In his opening statement to a committee in Congress yesterday, Bernanke said the bleak issues must be dealt with “sooner rather than later.”
“We are looking very carefully at the economy, trying to judge whether or not the loss of momentum we’ve seen recently is enduring, and whether or not the economy is likely to continue to make progress,” he said to Washington. “The most effective way that Congress could help to support the economy right now would be to work to address the nation’s fiscal challenges in a way that takes into account both the need for long-run sustainability and the fragility of the recovery.”
Bernanke said that the first half of the year showed a disappointing decelerated pace of economic growth but he remained guarded over any plans to incite quantitative easing.
Instead, he outlined several options of easing tools that could be introduced, including the use of so-called ‘discount windows’ for direct lending to banks.

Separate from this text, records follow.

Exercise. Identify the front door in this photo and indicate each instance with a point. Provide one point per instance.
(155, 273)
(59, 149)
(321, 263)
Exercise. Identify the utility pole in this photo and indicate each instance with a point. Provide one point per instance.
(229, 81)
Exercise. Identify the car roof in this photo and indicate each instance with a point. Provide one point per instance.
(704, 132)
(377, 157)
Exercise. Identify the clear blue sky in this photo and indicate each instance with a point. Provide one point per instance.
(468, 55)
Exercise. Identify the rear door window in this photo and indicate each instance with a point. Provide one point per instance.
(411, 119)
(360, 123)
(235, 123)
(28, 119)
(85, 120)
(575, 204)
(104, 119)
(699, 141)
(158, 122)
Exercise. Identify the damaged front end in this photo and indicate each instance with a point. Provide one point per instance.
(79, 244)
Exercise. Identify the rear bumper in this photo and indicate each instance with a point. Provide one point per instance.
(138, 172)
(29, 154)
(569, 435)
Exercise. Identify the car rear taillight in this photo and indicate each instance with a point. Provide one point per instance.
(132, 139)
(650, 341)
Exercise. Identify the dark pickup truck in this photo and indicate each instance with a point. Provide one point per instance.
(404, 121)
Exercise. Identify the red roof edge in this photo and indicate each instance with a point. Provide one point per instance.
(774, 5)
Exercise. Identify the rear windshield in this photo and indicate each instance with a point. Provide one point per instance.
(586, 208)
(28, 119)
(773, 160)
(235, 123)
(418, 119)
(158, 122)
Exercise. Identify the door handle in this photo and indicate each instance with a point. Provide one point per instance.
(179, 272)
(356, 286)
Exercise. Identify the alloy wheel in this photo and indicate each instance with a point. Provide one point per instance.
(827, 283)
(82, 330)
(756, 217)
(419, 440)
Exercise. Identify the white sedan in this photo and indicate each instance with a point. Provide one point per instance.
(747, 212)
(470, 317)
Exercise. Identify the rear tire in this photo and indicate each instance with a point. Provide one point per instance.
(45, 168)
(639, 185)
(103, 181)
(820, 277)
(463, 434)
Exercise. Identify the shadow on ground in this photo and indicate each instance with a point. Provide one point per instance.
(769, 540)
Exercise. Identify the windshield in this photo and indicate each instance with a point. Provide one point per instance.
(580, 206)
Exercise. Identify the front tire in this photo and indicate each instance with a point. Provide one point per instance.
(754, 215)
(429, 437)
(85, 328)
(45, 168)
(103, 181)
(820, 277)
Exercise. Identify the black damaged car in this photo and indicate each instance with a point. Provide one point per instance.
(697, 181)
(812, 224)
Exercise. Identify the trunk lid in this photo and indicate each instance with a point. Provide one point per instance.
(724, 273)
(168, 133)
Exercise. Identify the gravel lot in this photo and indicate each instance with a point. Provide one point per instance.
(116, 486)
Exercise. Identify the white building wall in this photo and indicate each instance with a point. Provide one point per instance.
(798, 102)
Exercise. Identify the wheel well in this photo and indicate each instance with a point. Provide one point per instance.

Different types of purchase programmes like Treasuries and mortgage-backed securities could also be a logical solution.
“We haven’t really come to a specific choice at this point,” he said.
Slow progress is being made in reducing an 8.2 percent unemployment rate in the US, with overall net job creation in June falling to 80,000. According to Bloomberg, the most recent economic data “shows the recovery is cooling,” with falls in consumer retail sales for the third consecutive month.
Bernanke also told the Senate it’s not clear yet whether any US banks were involved in the Libor rates scandal, but said the misreporting of the benchmark is “very troubling,” and he didn’t have full confidence in the system yet.
“The investigations took place, but they were taken up quite quickly by not the Fed, which is a safety and soundness regulator, but by the authorities that had the most direct responsibility for those issues,” he said.
“The Libor system is structurally flawed, and an international effort is needed to fix the problem.”
The markets opened cautiously this morning, with the FTSE Eurofirst up 0.3 percent. The FTSE All-World also reported a mild gain of 0.2 percent. However, the euro is down by 0.1 percent to $1.2280, as Italian 10-year bonds stick just above six percent.